Is it possible to get a refund after the cool off period? Prepaid for books. The bill has to be paid in full before the books will be delivered. I was not told that I need to cancel within 3days.

By law, the seller must tell you about your right to cancel at the time of sale. The seller must give you two copies of a cancellation form. You can keep one form and send one, if you decide to cancel your purchase. The seller must give you a  copy of your contract or receipt. The contract or receipt should show the date, name and address of the seller, and explain your right to cancel. The contract or receipt must be in the same language that is used in the sales presentation.

You have a right to cancel for a full refund until midnight of the third business day after the sale.

This FTC article tells more about the Cooling Off Rule, and what kinds of sales aren't covered.

If you have a problem with a seller, you can contact your state Attorney General or local consumer protection agency.

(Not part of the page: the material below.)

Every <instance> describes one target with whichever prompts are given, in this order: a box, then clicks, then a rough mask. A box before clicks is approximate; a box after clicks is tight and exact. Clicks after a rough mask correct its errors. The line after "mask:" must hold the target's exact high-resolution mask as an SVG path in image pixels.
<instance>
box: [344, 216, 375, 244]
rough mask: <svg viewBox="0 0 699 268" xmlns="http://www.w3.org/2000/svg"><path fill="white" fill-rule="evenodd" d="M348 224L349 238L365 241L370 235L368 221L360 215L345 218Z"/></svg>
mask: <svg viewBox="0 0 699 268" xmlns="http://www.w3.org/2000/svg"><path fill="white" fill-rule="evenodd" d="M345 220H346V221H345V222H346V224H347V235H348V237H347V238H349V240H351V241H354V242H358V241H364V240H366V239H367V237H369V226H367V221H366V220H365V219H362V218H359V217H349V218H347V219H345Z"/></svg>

Some state laws give you more rights than the FTC’s Cooling-Off Rule, and some local consumer offices can help you resolve your complaint.

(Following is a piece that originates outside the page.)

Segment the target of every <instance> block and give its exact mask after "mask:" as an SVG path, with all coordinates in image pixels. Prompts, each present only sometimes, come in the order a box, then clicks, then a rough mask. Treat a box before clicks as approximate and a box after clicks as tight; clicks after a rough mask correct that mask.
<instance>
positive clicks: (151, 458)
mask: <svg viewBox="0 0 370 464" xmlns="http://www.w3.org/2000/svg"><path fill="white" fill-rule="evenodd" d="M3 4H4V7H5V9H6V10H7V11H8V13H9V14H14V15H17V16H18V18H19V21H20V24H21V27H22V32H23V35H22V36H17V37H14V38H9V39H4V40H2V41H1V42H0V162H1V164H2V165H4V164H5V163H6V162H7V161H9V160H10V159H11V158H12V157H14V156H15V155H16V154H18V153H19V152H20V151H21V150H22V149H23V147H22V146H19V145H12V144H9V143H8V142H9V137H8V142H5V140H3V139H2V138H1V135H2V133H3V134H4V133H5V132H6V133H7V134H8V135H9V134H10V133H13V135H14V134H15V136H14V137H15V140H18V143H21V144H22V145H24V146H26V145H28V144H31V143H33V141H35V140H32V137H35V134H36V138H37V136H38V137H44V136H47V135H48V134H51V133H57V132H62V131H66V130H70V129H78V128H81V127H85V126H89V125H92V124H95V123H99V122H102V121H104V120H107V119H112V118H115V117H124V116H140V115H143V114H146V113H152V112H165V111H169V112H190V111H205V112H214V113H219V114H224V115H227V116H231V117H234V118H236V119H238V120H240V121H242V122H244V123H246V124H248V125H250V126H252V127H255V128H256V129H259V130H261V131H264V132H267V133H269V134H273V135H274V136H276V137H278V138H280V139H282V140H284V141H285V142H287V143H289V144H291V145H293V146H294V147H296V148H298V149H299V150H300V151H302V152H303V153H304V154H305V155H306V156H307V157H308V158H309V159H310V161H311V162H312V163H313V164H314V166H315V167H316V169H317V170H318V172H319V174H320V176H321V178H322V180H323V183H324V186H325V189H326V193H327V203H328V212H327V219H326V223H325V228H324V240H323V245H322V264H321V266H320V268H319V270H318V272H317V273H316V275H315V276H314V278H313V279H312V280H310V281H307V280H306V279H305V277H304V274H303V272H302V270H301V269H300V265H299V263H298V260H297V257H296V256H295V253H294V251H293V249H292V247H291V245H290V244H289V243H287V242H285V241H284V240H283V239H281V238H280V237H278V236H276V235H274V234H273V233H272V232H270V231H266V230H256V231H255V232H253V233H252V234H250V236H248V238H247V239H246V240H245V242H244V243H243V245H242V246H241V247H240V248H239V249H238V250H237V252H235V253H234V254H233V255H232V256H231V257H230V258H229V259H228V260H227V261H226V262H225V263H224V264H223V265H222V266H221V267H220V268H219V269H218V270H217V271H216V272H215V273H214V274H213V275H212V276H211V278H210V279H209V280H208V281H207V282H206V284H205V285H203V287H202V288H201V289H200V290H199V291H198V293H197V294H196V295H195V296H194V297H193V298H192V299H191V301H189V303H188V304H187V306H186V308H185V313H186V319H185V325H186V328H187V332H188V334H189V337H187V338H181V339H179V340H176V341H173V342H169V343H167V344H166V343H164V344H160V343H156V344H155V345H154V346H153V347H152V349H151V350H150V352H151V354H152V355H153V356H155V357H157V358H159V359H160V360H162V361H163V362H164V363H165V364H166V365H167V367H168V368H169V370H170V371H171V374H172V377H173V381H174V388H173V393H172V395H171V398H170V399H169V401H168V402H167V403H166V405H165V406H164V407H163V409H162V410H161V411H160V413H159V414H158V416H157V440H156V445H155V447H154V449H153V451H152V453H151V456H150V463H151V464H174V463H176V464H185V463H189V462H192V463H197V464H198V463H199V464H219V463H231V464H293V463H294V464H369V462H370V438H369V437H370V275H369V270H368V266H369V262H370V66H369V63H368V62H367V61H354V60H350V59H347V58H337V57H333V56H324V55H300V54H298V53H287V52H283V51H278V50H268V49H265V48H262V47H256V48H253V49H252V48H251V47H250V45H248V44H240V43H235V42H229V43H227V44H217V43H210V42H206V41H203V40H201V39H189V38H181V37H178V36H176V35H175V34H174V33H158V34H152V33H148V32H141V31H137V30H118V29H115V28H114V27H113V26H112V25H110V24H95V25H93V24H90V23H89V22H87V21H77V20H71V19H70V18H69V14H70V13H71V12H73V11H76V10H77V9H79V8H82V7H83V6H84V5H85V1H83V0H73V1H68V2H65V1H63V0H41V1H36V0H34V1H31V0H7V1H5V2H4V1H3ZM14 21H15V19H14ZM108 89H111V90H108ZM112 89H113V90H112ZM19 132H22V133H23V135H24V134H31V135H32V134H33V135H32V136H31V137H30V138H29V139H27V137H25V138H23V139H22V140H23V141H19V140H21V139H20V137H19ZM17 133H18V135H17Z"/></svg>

I bought a new house with a preinstalled automation system, the contractor who installed it warranties the system. I was going to get in touch with them, but another sales person from a different company, stopped by my house a few days after I closed. At first I thought he was with that same company, but it turns out he was with another. I ended up signing a contract but did not get a copy and no cancellation forms. They scheduled an install date, but I've since changed my mind. It's been more than 3 days but they haven't installed the system yet. The installer came to my house and there was a communication problem with the devices I have installed already, so the installation has been postponed. That when I also found out that contracting this new company will void the warranty on the system. I think the contract is not valid yet because I'm required to make the first payment when the installation is done, the installer also had the contract with him. It took me a long time to fix my credit I'd hate to mess it up now.

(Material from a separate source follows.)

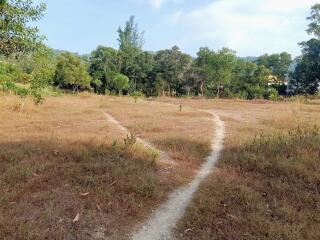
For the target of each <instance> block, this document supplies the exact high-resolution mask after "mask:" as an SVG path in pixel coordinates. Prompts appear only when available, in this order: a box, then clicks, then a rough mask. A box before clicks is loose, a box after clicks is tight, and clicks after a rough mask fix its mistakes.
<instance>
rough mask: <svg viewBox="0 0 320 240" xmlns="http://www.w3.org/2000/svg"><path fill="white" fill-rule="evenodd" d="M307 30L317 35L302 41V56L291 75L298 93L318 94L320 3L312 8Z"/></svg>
mask: <svg viewBox="0 0 320 240" xmlns="http://www.w3.org/2000/svg"><path fill="white" fill-rule="evenodd" d="M307 20H309V21H310V24H309V25H308V28H307V32H308V33H309V34H310V35H315V36H316V37H317V38H312V39H310V40H309V41H306V42H302V43H300V46H301V47H302V56H300V57H299V58H298V60H297V66H296V69H295V71H294V72H293V73H292V75H291V78H292V79H291V83H292V84H293V85H294V88H295V91H296V93H298V94H305V95H306V96H307V95H308V94H316V93H318V92H319V87H320V4H315V5H314V6H312V8H311V16H310V17H308V18H307Z"/></svg>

I made an in home purchase with a company. They installed the next day, but we decided we didn't want it. They are saying that the paper we signed the first night with the purchase price started the 3 days of rescission but the papers they brought for the actual contract the next day had all the details of rescission and relinquishing goods within the allotted time. They are saying that iwe turned in the rescission for the financing and we didn't make it in time for the rescission on the product. However the first night they didn't give us two copies of the right of cancellation, simply a statement on the bottom of the price agreement stating we could cancel within three business days. I think that is ridiculous because the paperwork that came with installation is the one that states all the terms laid out by the ftc and it stated to deliver it to the company we were dealing with not the financing agent.

You can report the business to your state Attorney General’s office and other state and local consumer protection agencies. If you think the company has a business license, check with your city or county. You may be able to report the company to whoever licenses the company, or get some help from the agency that licenses the company.